I am using a AlexNet with pretrained weights(heuritech/convnets-keras) for a classification problem with 8 classes instead of 1000. After initialising the network with Model(input=..,output=..) and loading the initial weights, I drop the last two layers, Dense(1000) and Activation(softmax), and add my own two layers: Dense(8) and Activation(softmax).
But then, after running I get an error
Error when checking model target: expected softmax to have shape (None, 1000) but got array with shape (32, 8)
The 32 is the batch size from the generator I guess, but I don't understand why the softmax still expects 1000 dimensions from the previous layer.
Can someone help me? I think it has something to do the output parameter of the Model, but this is only semi-wild guessing after trying and googling around. Thanks!
Code:
import ...
pp = os.path.dirname(os.path.abspath(__file__))
##### Define Model #####
inputs = Input(shape=(3,227,227))
conv_1 = Convolution2D(96, 11, 11,subsample=(4,4),activation='relu', name='conv_1')(inputs)
...
...
...
dense_1 = MaxPooling2D((3, 3), strides=(2,2),name="convpool_5")(conv_5)
dense_1 = Flatten(name="flatten")(dense_1)
dense_1 = Dense(4096, activation='relu',name='dense_1')(dense_1)
dense_2 = Dropout(0.5)(dense_1)
dense_2 = Dense(4096, activation='relu',name='dense_2')(dense_2)

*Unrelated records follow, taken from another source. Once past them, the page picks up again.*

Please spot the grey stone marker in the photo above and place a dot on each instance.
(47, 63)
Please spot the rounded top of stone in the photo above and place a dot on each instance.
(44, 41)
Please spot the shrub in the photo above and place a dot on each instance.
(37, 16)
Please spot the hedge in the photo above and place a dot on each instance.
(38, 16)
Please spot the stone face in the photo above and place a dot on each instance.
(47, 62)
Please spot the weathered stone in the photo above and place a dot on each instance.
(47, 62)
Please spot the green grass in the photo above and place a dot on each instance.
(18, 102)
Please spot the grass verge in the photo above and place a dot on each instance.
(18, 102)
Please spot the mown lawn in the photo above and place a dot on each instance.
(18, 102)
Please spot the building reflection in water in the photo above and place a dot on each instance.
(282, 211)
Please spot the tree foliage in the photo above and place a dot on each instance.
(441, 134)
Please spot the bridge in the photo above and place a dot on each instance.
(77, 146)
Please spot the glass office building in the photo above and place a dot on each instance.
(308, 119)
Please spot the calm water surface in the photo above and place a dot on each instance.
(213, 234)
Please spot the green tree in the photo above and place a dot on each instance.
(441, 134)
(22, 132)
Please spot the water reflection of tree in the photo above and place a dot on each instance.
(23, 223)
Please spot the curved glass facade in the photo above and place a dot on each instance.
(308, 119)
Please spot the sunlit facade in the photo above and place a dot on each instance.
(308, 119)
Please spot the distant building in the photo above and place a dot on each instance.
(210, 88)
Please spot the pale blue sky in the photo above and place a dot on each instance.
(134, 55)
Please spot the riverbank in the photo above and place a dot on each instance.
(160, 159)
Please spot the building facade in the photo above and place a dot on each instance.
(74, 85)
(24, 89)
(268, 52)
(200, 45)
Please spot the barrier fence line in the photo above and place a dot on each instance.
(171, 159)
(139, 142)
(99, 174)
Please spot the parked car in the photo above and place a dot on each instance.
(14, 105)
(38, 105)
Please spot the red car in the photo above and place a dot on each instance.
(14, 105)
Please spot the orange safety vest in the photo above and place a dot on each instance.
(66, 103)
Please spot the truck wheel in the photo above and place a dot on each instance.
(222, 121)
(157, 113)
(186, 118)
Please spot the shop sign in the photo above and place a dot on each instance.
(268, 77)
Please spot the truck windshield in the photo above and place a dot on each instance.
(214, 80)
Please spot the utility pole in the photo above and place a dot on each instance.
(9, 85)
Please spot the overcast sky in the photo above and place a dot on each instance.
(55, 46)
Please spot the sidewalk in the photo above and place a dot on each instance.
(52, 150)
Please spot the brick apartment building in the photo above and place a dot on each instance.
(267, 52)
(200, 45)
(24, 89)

dense_3 = Dropout(0.5)(dense_2)
dense_3 = Dense(1000,name='dense_3')(dense_3)
prediction = Activation("softmax",name="softmax")(dense_3)
model = Model(input=inputs, output=prediction)
for layer in model.layers[:27]:
print layer.name
layer.trainable = False
model.load_weights(pp+"/weights/alexnet_weights.h5")
print model.output_shape
print model.layers[-1]
model.layers.pop()
print model.output_shape
model.layers.pop()
print model.layers[-1]
print model.output_shape
model.layers.append(Dense(8, activation='softmax',name='dense_4'))
print model.layers[-1]
##### Get Data #####
train_datagen = ImageDataGenerator(
rescale=1./255,
shear_range=0.2,
zoom_range=0.2)
test_datagen = ImageDataGenerator(rescale=1./255)
train_generator = train_datagen.flow_from_directory(
pp+'/dataset/training',
target_size=(227,227),
class_mode='categorical')
validation_generator = test_datagen.flow_from_directory(
pp+'/dataset/test',
target_size=(227,227),
class_mode='categorical')
##### Compile and Fit ####
sgd = SGD(lr=1e-4, decay=1e-6, momentum=0.9, nesterov=True)
model.compile(optimizer=sgd, loss='mse')
model.fit_generator(
train_generator,
samples_per_epoch=500,
nb_epoch=5,
validation_data=validation_generator,
nb_val_samples=150)
model.save_weights('first_try.h5')